Ayaz Hasan, Izzetoglu Meltem, Shewokis Patricia A, Onaral Banu
School of Biomedical Engineering Science & Health Systems, Drexel University, Philadelphia, PA 19104, USA.
Annu Int Conf IEEE Eng Med Biol Soc. 2010;2010:6567-70. doi: 10.1109/IEMBS.2010.5627113.

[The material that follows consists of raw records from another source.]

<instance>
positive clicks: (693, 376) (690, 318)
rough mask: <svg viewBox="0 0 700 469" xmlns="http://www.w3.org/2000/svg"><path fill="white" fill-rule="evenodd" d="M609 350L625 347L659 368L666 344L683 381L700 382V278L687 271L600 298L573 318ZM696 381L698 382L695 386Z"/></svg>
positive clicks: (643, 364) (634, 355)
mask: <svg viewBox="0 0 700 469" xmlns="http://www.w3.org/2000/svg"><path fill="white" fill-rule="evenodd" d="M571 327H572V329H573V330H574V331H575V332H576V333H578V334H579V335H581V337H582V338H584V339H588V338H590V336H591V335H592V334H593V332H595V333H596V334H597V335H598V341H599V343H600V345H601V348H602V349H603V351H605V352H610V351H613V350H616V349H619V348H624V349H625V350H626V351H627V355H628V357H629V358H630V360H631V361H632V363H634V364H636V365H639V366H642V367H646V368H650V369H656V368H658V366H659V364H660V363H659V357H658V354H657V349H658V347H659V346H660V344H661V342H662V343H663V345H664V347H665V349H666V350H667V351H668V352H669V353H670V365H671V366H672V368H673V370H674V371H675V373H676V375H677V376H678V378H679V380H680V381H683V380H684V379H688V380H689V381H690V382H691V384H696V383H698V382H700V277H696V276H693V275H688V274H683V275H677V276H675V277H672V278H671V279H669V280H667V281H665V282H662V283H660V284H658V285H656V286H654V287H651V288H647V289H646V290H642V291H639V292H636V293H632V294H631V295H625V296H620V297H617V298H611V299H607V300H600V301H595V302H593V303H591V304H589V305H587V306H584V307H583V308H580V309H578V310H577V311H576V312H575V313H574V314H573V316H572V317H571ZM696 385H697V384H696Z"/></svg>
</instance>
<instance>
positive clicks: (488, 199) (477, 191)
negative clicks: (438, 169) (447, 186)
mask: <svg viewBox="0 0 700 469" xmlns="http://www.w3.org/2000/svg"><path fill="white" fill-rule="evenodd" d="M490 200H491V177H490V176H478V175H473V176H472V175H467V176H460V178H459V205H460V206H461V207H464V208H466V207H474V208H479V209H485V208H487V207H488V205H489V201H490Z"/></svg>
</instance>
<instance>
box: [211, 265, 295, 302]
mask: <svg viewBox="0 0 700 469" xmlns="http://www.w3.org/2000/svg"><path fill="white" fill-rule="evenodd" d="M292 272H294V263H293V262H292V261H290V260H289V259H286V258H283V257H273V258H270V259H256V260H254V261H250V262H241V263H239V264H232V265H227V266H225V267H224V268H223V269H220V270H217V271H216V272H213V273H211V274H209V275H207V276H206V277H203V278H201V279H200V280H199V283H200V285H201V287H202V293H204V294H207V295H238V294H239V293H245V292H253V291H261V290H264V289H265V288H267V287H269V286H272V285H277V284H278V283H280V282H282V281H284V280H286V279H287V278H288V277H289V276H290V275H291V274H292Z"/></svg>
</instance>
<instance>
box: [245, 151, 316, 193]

Functional Near-Infrared Spectroscopy (fNIR) is an optical brain monitoring technology that tracks changes in hemodynamic responses within the cortex. fNIR uses specific wavelengths of light, introduced at the scalp, to enable the noninvasive measurement of changes in the relative ratios of deoxygenated hemoglobin (deoxy-Hb) and oxygenated hemoglobin (oxy-Hb) during brain activity. This technology allows the design of portable, safe, affordable, noninvasive, and minimally intrusive monitoring systems that can be used to measure brain activity in natural environments, ambulatory and field conditions. However, for such applications fNIR signals can get prone to noise due to motion of the head. Improving signal quality and reducing noise, can be especially challenging for real time applications. Here, we study motion artifact related noise especially due to poor and changing sensor coupling. We have developed a simple and iterative method that can be used to automate the preprocessing of data to identify segments with such noise for exclusion and this method is also suitable for real time applications.
功能近红外光谱(fNIR)是一种光学脑监测技术,可追踪皮层内血液动力学反应的变化。fNIR利用头皮引入的特定波长的光,能够在大脑活动期间对脱氧血红蛋白(deoxy-Hb)和氧合血红蛋白(oxy-Hb)的相对比例变化进行无创测量。该技术允许设计便携式、安全、经济实惠、无创且侵入性最小的监测系统,可用于在自然环境、动态和现场条件下测量大脑活动。然而,对于此类应用,由于头部运动,fNIR信号容易产生噪声。对于实时应用而言,提高信号质量和降低噪声可能尤其具有挑战性。在此,我们特别研究了尤其是由于传感器耦合不良和变化而产生的与运动伪影相关的噪声。我们开发了一种简单的迭代方法,可用于自动对数据进行预处理,以识别存在此类噪声的片段以便排除,并且该方法也适用于实时应用。